The long-delayed initial public offering for Merrimack, NH-based GT Solar International is scheduled to go forward on Thursday—and so many investors are interested in the company that the offering is already oversubscribed, according to Ben Holmes, publisher at research firm Morningnotes.
The stock will trade on the NASDAQ exchange under the ticker symbol SOLR. According to Morningnotes’ research, it will debut in the price range of $15.50 to $17.50 per share, potentially raising $470 million to $530 million for the company, which makes equipment for manufacturing photovoltaic panels and has landed some big contracts recently. The company dusted off and expanded its long dormant plan to go public on July 7 after first filing for an IPO in April 2007.
Morningnotes reported today based on information gathered from the deal’s underwriters—who include Credit Suisse, UBS Invest Bank, Banc of America Securities LLC, Deutsche Bank Securities, Piper Jaffray, and Thomas Weisel Partners LLC—that the IPO is “oversubscribed with no appreciable price sensitivity,” meaning investors are willing to buy in even at the high end of the $15.50-$17.50 price range. The underwriters “didn’t give a degree of oversubscription—just more than one times,” Holmes says.
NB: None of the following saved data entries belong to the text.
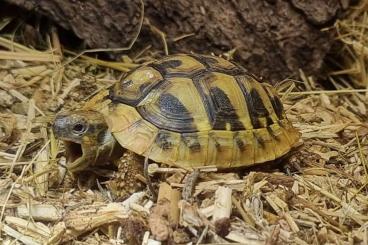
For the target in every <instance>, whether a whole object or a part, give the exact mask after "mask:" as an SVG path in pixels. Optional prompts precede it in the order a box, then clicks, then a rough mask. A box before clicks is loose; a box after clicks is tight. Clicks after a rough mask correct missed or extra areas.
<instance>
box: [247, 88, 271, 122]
mask: <svg viewBox="0 0 368 245" xmlns="http://www.w3.org/2000/svg"><path fill="white" fill-rule="evenodd" d="M250 96H251V98H252V101H253V108H254V112H255V113H256V114H257V116H258V117H265V116H268V115H269V113H268V111H267V109H266V107H265V105H264V104H263V101H262V98H261V96H260V95H259V93H258V91H257V90H256V89H254V88H253V89H252V90H251V91H250Z"/></svg>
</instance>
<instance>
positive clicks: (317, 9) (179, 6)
mask: <svg viewBox="0 0 368 245" xmlns="http://www.w3.org/2000/svg"><path fill="white" fill-rule="evenodd" d="M5 1H6V2H8V3H11V4H15V5H17V6H20V7H22V8H25V9H27V10H30V11H35V12H37V13H41V14H42V15H45V16H46V17H48V18H50V19H51V20H53V21H54V22H55V23H57V24H58V25H60V26H62V27H63V28H65V29H67V30H71V31H73V32H74V33H75V35H76V36H78V37H79V38H81V39H83V40H85V41H86V43H87V44H88V46H89V47H92V48H106V47H109V48H114V47H123V46H126V45H127V44H128V43H129V42H130V40H132V38H133V37H134V35H135V33H136V31H137V28H138V24H139V19H140V1H139V0H89V1H85V0H74V1H69V0H5ZM144 5H145V18H146V19H148V20H149V22H150V23H151V24H152V25H153V26H155V27H157V28H159V29H160V30H161V31H163V32H164V33H166V39H167V42H168V45H169V52H170V53H176V52H190V51H193V52H196V53H211V52H213V53H215V54H220V53H223V52H226V51H229V50H231V49H233V48H236V49H237V51H236V53H235V60H236V61H237V62H239V63H241V64H242V65H244V66H245V67H246V68H247V69H248V70H250V71H251V72H253V73H255V74H256V75H259V76H263V77H265V78H267V79H274V80H280V79H284V78H287V77H295V76H296V75H297V74H298V69H303V71H304V72H306V73H307V74H310V75H316V74H318V73H319V71H320V68H321V65H322V62H323V58H324V57H325V55H326V53H327V51H328V50H329V48H330V46H331V44H332V41H333V38H332V37H333V35H332V33H331V32H326V31H325V32H322V31H321V29H322V28H323V27H327V26H330V25H331V24H333V22H334V20H335V19H336V18H337V17H338V15H339V14H340V13H342V12H343V10H344V9H345V8H346V7H347V6H348V1H339V0H314V1H303V0H219V1H213V0H195V1H193V0H161V1H157V0H144ZM0 7H1V3H0ZM186 34H193V35H191V36H189V37H186V38H183V39H181V40H179V41H175V39H176V38H178V37H180V36H183V35H186ZM144 43H145V44H147V43H152V44H154V45H155V47H158V48H161V49H162V42H161V41H160V38H159V36H158V35H157V34H155V33H153V32H152V31H150V27H149V25H147V22H146V24H145V25H144V26H143V29H142V31H141V33H140V36H139V39H138V42H137V43H136V45H135V47H137V46H141V47H143V46H144ZM162 50H163V49H162Z"/></svg>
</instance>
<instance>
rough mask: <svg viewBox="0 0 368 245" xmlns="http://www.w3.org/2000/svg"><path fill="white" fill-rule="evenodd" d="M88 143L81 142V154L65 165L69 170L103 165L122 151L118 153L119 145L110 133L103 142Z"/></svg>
mask: <svg viewBox="0 0 368 245" xmlns="http://www.w3.org/2000/svg"><path fill="white" fill-rule="evenodd" d="M110 135H111V134H110ZM89 143H90V142H88V143H82V144H81V148H82V155H81V157H79V158H78V159H77V160H75V161H73V162H70V163H69V164H68V165H67V168H68V170H69V171H71V172H79V171H82V170H86V169H88V168H93V167H95V166H98V165H104V164H107V163H108V162H109V161H113V160H114V159H116V158H118V157H120V156H121V155H122V153H121V154H120V153H119V152H120V151H121V150H122V149H121V150H120V151H119V149H120V148H121V146H120V145H119V144H118V143H117V141H116V140H115V138H114V137H112V135H111V137H109V138H108V139H106V141H105V142H104V143H103V144H89Z"/></svg>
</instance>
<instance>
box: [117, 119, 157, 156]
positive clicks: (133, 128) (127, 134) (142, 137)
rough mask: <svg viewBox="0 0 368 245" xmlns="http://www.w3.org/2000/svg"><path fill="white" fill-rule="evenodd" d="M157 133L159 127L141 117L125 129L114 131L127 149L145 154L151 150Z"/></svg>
mask: <svg viewBox="0 0 368 245" xmlns="http://www.w3.org/2000/svg"><path fill="white" fill-rule="evenodd" d="M157 133H158V128H156V127H155V126H154V125H152V124H151V123H149V122H147V121H145V120H143V119H141V120H139V121H137V122H135V123H133V124H132V125H130V126H129V127H128V128H126V129H125V130H123V131H119V132H115V133H113V135H114V136H115V138H116V140H117V141H118V142H119V144H120V145H121V146H123V147H124V148H125V149H128V150H131V151H133V152H135V153H137V154H140V155H143V154H144V153H146V152H149V150H150V148H151V145H152V143H153V141H154V139H155V138H156V135H157Z"/></svg>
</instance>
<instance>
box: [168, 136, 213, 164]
mask: <svg viewBox="0 0 368 245" xmlns="http://www.w3.org/2000/svg"><path fill="white" fill-rule="evenodd" d="M208 140H209V136H208V132H206V131H204V132H198V133H184V134H182V137H181V141H180V143H179V147H178V159H177V162H176V163H175V165H176V166H178V167H183V168H191V167H200V166H205V165H206V163H208V154H209V153H210V149H208ZM199 147H200V148H199Z"/></svg>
GT Solar was founded in 1994 and is controlled by private equity firm GFI Energy Ventures and alternative-energy investment manager Oaktree Capital Management. If the offering goes ahead as planned, it will be the first IPO by a U.S. venture- or PE-backed company since the end of the first quarter, breaking not only the regional New England IPO drought but the national one as well.